I am trying to figure out how to parse a sum-datatype in Haskell in the best way possible. This is an extract of what I attempted
type Value = Int
data Operator = ADD | SUB | MUL | DIV | SQR deriving (Show)
toOperator :: String -> Maybe Operator
toOperator "ADD" = Just ADD
toOperator "SUB" = Just SUB
toOperator "MUL" = Just MUL
toOperator "DIV" = Just DIV
toOperator "SQR" = Just SQR
toOperator _ = Nothing
parseOperator :: ParsecT String u Identity () Operator
parseOperator = do
s <- choice $ map (try . string) ["ADD", "SUB", "MUL", "DIV", "SQR"]
case toOperator s of
Just x -> return x
Nothing -> fail "Could not parse that operator."
This code does what I want but has one obvious problem: It checks the data twice. Once in the line choice $ map (try . string) ["ADD", "SUB", "MUL", "DIV", "SQR"]
and once through toOperator
.
What I want, is to want to parse a string into an Operator
if it occurs in the list, and fail otherwise. But I can't figure out how to do this in a 'clean' way.
It's simpler if you make toOperator
participate in the Parsec parsing process directly, rather than having it be a step that happens separately, because then "whether this thing is a valid operator" can provide feedback into the parsing process.
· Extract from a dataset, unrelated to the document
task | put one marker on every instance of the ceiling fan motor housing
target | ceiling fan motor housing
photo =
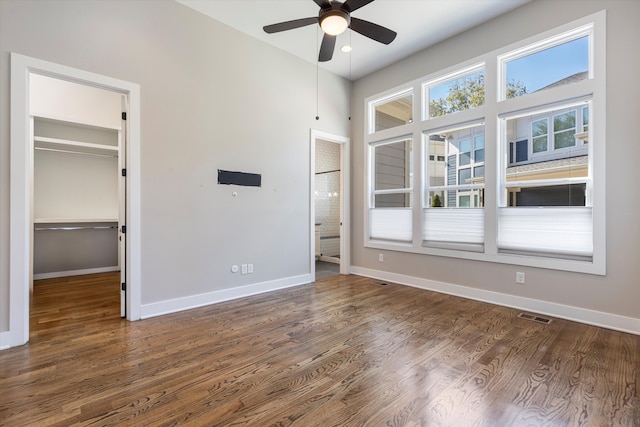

For this specific case where the thing you are parsing is a zero-field enum whose constructor names exactly match the strings you are parsing, there are already several good shortcuts posted, showing you how to concisely parse those constructors. In this answer, I will show an alternative method, which is easier to adapt to the general case of "match one of several cases" and to handle fancier stuff like "one of the three constructors has an Int argument but the others don't."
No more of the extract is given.